Hoyle Casino is a virtual casino video game series released from 1996 to 2016 as a spin-off of the Hoyle's Official Book of Games series developed and published by Sierra Entertainment. After 2005, publication of the series moved to Encore, Inc.

Set in a virtual Las Vegas casino, players create profiles and are given a set amount of virtual money. A player can then visit any part of the virtual casino and wager their virtual money as they could in a real casino. A related business simulation game called Hoyle Casino Empire was released in 2002.

==Editions==
- Hoyle Casino (1996)
- Hoyle Casino (1997)
- Hoyle Casino (1998)
- Hoyle Casino (1999)
- Hoyle Casino (2000)
- Hoyle Casino (2001)
- Hoyle Casino (2002)
- Hoyle Casino (2003)
- Hoyle Casino (2004)
- Hoyle Casino 3D (2005)
- Hoyle Casino Games (2007)
- Hoyle Casino Games (2009)
- Hoyle Casino Games (2011); re-released as Encore Classic Casino Games (2020)
- Hoyle Casino Collection series (2012–2015)
- Hoyle Official Casino Games Collection (2016); re-released as Encore Casino Games Collection (2019)

Spin-offs:
- Hoyle Blackjack (1996)
- Hoyle Poker (1997) (a.k.a. Hoyle Classic Poker and Hoyle Friday Night Poker)
- Hoyle Craps & Blackjack (1999)
- Hoyle Slots & Video Poker (with Horse Racing) (1999)
- Hoyle Slots (2001)
- Hoyle Casino Empire (2002)
- Hoyle Texas Hold'Em (2006)
- Hoyle Slots (2009)
- Hoyle Swashbucklin' Slots (2010)

Compilations:
- Hoyle Casino Games [2010] (2010); includes Hoyle Casino Games (2009), Hoyle Slots (2009) and Hoyle Swashbucklin' Slots (2010)

==Gameplay==
===2000 edition===
The game offers instant access to the rules for each game, as well as real time tips and strategies as the player plays a game. Hoyle Casino features 25 default characters to choose from, or players can simply create their own unique custom character.

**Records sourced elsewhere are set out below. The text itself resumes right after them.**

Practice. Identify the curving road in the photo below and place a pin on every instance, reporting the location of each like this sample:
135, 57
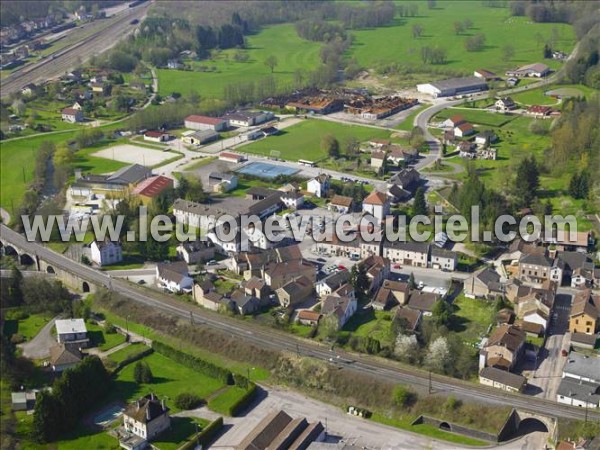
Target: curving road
280, 341
67, 59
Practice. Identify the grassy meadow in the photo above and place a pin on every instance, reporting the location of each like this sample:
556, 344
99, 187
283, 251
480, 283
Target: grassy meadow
395, 44
303, 141
281, 41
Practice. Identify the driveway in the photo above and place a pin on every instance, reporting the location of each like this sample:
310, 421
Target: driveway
340, 426
39, 346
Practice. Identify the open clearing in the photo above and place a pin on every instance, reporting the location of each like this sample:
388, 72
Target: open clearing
133, 154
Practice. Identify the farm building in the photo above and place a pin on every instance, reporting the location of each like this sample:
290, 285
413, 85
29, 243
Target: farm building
453, 86
195, 122
199, 137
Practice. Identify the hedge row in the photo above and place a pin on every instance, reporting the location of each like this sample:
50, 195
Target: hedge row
206, 436
197, 364
244, 401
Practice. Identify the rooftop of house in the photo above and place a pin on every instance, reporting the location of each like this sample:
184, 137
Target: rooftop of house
146, 409
507, 336
67, 326
206, 120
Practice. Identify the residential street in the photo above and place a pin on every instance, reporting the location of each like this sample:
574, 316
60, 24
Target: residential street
340, 426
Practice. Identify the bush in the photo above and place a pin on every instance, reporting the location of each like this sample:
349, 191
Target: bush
206, 436
142, 373
187, 400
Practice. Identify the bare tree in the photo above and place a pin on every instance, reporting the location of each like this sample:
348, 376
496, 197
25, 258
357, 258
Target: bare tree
417, 30
271, 62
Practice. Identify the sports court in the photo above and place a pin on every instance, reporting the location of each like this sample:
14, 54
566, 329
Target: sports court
266, 170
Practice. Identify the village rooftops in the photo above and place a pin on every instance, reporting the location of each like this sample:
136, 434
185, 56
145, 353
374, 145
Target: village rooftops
375, 198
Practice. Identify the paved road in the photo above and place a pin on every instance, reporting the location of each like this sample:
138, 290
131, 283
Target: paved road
281, 341
340, 426
67, 59
39, 346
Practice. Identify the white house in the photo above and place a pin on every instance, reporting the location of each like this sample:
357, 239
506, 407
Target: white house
340, 307
72, 115
71, 331
145, 418
105, 253
319, 186
377, 204
174, 277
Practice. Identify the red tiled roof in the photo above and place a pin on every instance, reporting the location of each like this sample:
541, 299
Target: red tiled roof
230, 155
154, 133
153, 186
204, 119
375, 198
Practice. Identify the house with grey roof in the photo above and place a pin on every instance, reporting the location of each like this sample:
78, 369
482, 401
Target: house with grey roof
485, 283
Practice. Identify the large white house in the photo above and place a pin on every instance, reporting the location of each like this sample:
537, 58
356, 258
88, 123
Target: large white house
319, 186
145, 418
377, 204
71, 331
105, 253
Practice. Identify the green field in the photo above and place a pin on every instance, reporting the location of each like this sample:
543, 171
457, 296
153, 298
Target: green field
291, 51
303, 141
395, 44
170, 379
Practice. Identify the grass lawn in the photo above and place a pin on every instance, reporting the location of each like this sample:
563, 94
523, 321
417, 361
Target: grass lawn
539, 97
170, 379
101, 339
369, 323
226, 399
127, 352
303, 141
408, 123
258, 373
17, 163
473, 317
182, 430
29, 327
281, 41
395, 43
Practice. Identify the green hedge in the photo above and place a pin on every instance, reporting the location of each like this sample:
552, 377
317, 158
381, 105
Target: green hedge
197, 364
206, 436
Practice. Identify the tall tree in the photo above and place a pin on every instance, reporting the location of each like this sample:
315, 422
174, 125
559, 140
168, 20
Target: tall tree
271, 62
420, 204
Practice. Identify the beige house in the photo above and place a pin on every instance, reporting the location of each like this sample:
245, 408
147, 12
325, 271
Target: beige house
504, 348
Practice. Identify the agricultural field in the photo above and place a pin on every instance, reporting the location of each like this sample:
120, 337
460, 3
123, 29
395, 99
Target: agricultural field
281, 41
395, 44
303, 141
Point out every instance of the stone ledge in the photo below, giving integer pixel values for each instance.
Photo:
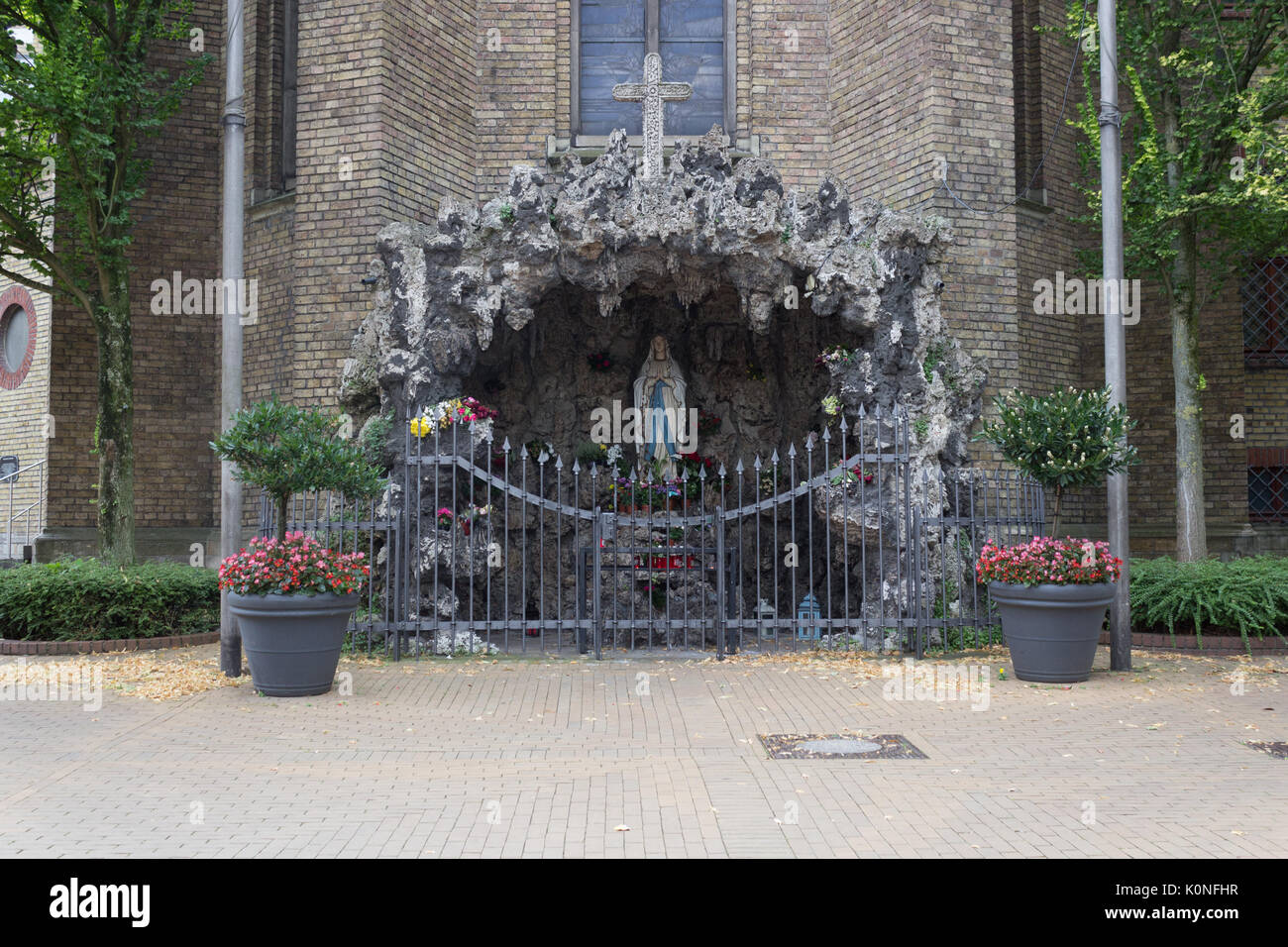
(106, 644)
(151, 544)
(1212, 644)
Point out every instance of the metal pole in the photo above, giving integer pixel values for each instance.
(1116, 355)
(231, 380)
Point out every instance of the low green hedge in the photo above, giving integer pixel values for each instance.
(85, 599)
(1243, 596)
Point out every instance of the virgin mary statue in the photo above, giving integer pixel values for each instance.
(660, 407)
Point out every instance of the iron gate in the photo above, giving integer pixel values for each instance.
(842, 543)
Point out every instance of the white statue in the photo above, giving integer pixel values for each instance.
(660, 408)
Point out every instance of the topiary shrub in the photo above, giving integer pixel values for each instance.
(1068, 438)
(86, 599)
(1244, 596)
(286, 450)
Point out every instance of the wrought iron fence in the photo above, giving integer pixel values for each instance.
(846, 540)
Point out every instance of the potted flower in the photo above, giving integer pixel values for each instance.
(292, 596)
(1051, 595)
(1052, 592)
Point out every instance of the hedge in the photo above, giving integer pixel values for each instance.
(1241, 596)
(85, 599)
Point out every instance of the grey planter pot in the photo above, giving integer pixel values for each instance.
(1051, 630)
(292, 642)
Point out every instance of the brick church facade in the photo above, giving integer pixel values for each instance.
(364, 114)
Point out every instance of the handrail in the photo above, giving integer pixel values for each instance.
(39, 505)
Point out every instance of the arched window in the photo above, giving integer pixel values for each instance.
(17, 337)
(695, 39)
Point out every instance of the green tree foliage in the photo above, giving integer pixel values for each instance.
(80, 95)
(1069, 438)
(286, 450)
(1205, 91)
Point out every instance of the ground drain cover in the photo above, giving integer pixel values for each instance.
(1278, 750)
(837, 746)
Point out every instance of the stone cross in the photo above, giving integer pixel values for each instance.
(652, 91)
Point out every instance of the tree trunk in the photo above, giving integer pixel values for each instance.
(1190, 514)
(115, 427)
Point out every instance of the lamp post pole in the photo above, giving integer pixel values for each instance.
(231, 376)
(1116, 355)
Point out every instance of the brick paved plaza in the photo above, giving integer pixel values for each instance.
(522, 757)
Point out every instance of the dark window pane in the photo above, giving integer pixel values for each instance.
(604, 64)
(700, 64)
(612, 20)
(699, 20)
(14, 341)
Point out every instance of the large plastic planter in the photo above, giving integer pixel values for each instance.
(292, 642)
(1051, 630)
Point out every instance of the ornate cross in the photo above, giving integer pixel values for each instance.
(652, 91)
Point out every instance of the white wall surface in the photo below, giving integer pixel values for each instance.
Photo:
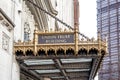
(65, 10)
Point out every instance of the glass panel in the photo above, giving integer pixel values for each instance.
(76, 70)
(76, 60)
(48, 71)
(39, 62)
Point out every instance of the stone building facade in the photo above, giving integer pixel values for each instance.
(17, 22)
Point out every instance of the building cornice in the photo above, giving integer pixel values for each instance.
(7, 19)
(52, 10)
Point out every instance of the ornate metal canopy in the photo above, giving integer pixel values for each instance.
(60, 56)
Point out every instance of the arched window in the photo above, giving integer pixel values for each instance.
(27, 31)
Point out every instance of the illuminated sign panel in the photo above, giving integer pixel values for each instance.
(55, 38)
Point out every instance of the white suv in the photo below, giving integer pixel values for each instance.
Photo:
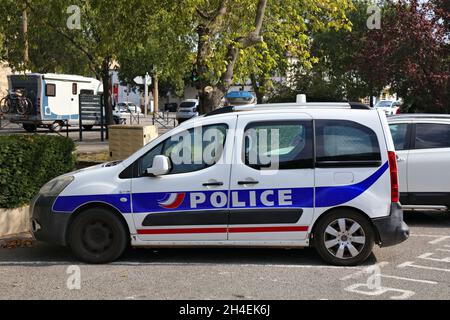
(289, 175)
(422, 142)
(389, 107)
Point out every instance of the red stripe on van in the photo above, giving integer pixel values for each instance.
(223, 230)
(181, 231)
(268, 229)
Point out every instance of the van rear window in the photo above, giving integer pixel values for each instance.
(341, 142)
(50, 90)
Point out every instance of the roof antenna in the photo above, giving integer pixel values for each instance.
(301, 98)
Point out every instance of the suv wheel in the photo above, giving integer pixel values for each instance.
(31, 128)
(97, 236)
(344, 238)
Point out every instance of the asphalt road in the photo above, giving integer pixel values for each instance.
(416, 269)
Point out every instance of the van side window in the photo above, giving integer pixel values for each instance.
(432, 135)
(50, 90)
(346, 143)
(192, 150)
(279, 145)
(399, 133)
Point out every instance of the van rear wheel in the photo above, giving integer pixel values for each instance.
(97, 236)
(29, 127)
(344, 238)
(56, 126)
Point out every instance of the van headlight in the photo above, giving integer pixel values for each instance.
(55, 186)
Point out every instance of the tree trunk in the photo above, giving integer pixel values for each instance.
(155, 94)
(106, 93)
(258, 89)
(26, 58)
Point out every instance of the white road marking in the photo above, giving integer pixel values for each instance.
(439, 239)
(408, 279)
(382, 264)
(355, 288)
(362, 272)
(411, 264)
(426, 256)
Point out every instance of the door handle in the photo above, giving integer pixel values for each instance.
(247, 182)
(213, 184)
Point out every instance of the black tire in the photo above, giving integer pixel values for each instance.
(323, 239)
(31, 128)
(5, 105)
(98, 236)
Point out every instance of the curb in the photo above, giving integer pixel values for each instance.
(14, 222)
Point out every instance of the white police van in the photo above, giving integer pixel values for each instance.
(285, 175)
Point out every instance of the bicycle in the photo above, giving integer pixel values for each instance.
(15, 101)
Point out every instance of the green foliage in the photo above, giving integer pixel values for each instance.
(27, 162)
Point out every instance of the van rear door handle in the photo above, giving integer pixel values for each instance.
(213, 184)
(247, 182)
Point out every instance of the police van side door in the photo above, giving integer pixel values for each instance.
(190, 203)
(272, 178)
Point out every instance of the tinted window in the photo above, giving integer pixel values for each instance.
(279, 145)
(345, 141)
(187, 104)
(430, 136)
(50, 90)
(400, 135)
(192, 150)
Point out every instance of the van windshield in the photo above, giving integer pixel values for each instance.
(27, 84)
(187, 105)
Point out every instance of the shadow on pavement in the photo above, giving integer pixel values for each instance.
(47, 255)
(427, 219)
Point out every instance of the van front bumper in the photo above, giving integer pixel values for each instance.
(46, 225)
(392, 229)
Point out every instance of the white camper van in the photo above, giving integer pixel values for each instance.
(54, 98)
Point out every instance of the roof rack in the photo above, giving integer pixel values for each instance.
(420, 116)
(318, 105)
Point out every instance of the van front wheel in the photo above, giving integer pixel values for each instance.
(344, 238)
(97, 236)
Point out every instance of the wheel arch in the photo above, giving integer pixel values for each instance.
(331, 210)
(92, 205)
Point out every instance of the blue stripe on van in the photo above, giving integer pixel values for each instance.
(334, 196)
(151, 202)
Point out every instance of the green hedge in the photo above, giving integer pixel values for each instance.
(27, 162)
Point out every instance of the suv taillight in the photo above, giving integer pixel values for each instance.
(394, 176)
(38, 106)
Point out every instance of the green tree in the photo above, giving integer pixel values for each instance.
(231, 43)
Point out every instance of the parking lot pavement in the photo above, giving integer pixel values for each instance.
(416, 269)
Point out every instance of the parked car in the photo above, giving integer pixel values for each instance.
(389, 107)
(239, 98)
(330, 182)
(171, 107)
(422, 142)
(54, 99)
(187, 110)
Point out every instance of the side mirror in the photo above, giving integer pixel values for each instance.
(161, 166)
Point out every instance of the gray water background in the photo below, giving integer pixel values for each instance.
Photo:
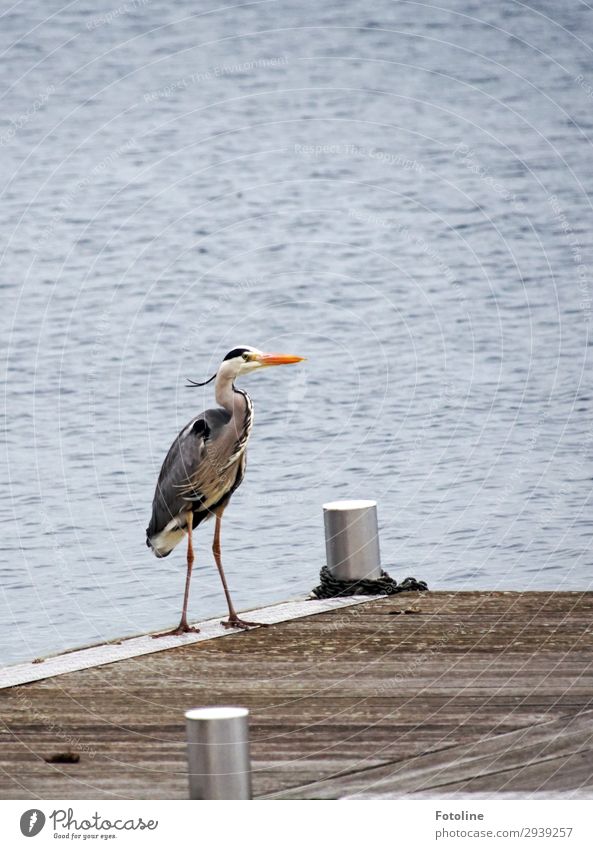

The 2000 edition was released for the Windows, Mac OS X, Dreamcast and Game Boy Color.

==Games included==

The Blackjack table in Hoyle Casino 2012.

The 2016 edition of Hoyle Casino includes the following games:

- 3 Card Poker
- 5 Card Draw
- 5 Card Lowball
- 7 Card Stud
- 7 Card Stud Hi-Lo
- Baccarat
- Baseball Poker
- Big Six Wheel
- Bingo
- Blackjack
- Craps
- Midnight Baseball Poker
- Omaha Hold 'Em
- Omaha Hold 'Em Hi-Lo
- Pai Gow Poker
- Roulette
- Texas Hold 'Em
- Video Blackjack
- Video Keno
- Video Poker (Single-Hand)
- Video Poker (Multi-Hand)
- Video Texas Hold 'Em

==Controversy and bugs==
The 2007 version of Hoyle Casino was plagued by a bug in the cards game. A player would place a bet, and then the game would freeze for 30 seconds before continuing. Encore was not able to fix this bug. Customers' only recourse was to visit the Encore USA website and submit a refund request for the software. This bug was fixed in Hoyle Casino 2008.

==Reception==
In North America, Hoyle Casino 2000 sold 230,365 units and earned $6.15 million from January through October 2000, according to PC Data.